I love how art never fails to move me in many different directions. As I study different art styles and learn about art techniques and methods, my pathway often leads me away from visual arts to other forms of creative expression.
Today, I discovered the author, Christopher Paolini. His name and his works were unfamiliar to me. I think I’ll check him out at our local library. What led me to Paolini was a search for quotes about the sea — my current focus in oil painting.
Here’s is my most recent seascape. I’ve titled it The Sea in Motion because that was the effect I wanted to capture, insofar as I was able.
Here is the quote I found:
“The sea is emotion incarnate. It loves, hates, and weeps. It defies all attempts to capture it with words and rejects all shackles. No matter what you say about it, there is always that which you can’t.”

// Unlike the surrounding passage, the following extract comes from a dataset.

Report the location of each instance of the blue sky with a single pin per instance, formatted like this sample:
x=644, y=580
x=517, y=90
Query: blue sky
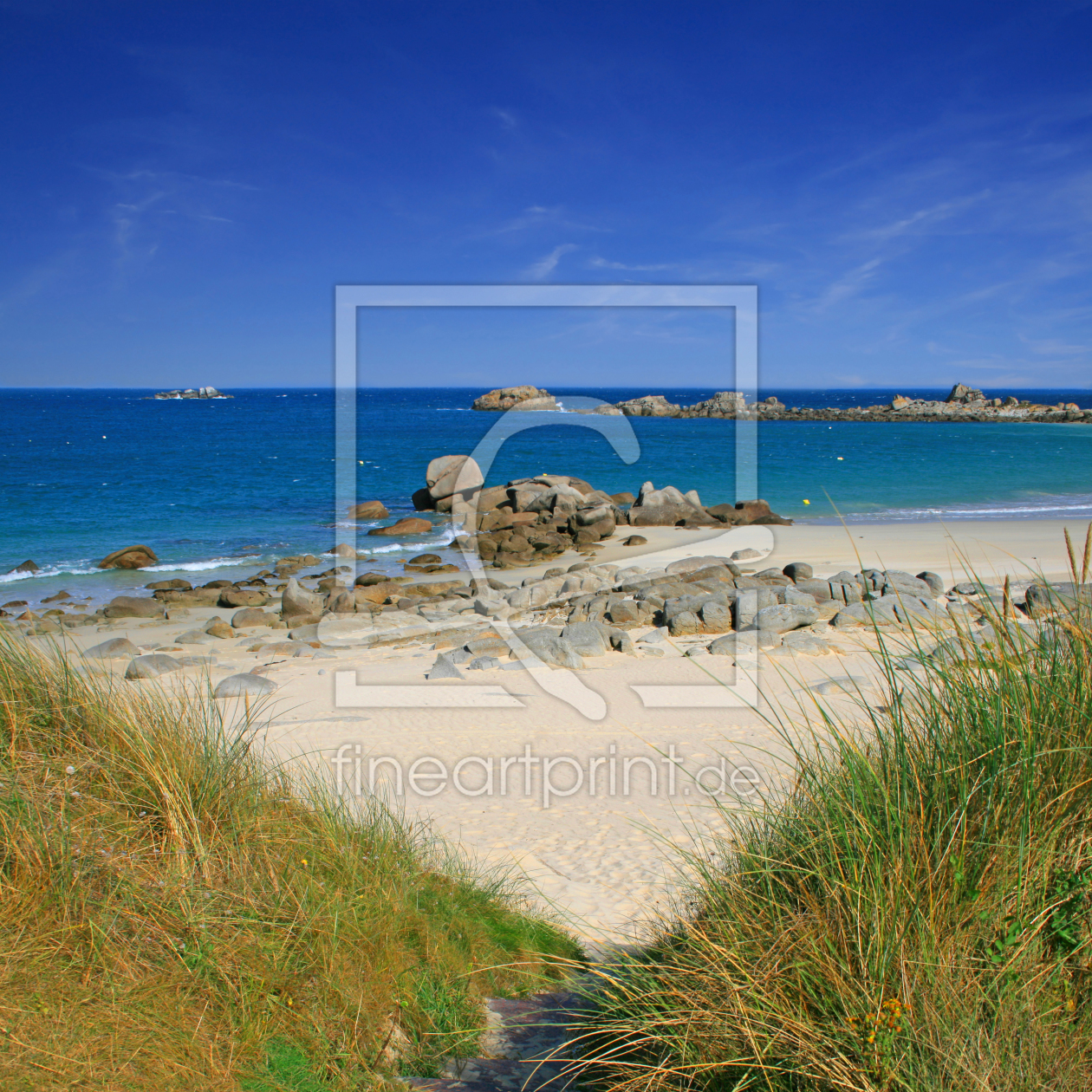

To Paolini’s words, I’d like to add that the sea also defies all attempts to capture it with paints, for while there have been many great seascape and marine artists — Frederick Waugh, Winslow Homer, and Claude-Joseph Vernet come quickly to mind — there is still an element of power, beauty, and mystery that simply can’t be put on canvas. The sea is greater than any and all attempts to define it.
In the seascapes I’ve painted in the past, my oceans have been fairly calm, so when I went to my easel today, my goals were to:
- Have fun and paint an ocean scene any way I want
- Avoid over-blending
- Create a sense of movement in the water
I feel that I succeeded on all counts. As I painted, I had time to reflect a bit on seascapes and the appeal they hold. As Paolini so rightly stated, it’s all about emotion. The sea truly moves us in many ways.
Art, too, should be about emotion and movement — and please, notice the similarity between the two words. Our emotions do move us. Like the sea, emotions are powerful, beautiful, and mysterious. And art possesses those same qualities.
As I continue painting — seascapes and landscapes, too — I want to more fully appreciate the concept of movement in oil painting, not only in the brushstrokes and other techniques, but in the expressiveness of my art.
Who knows where it will lead me next?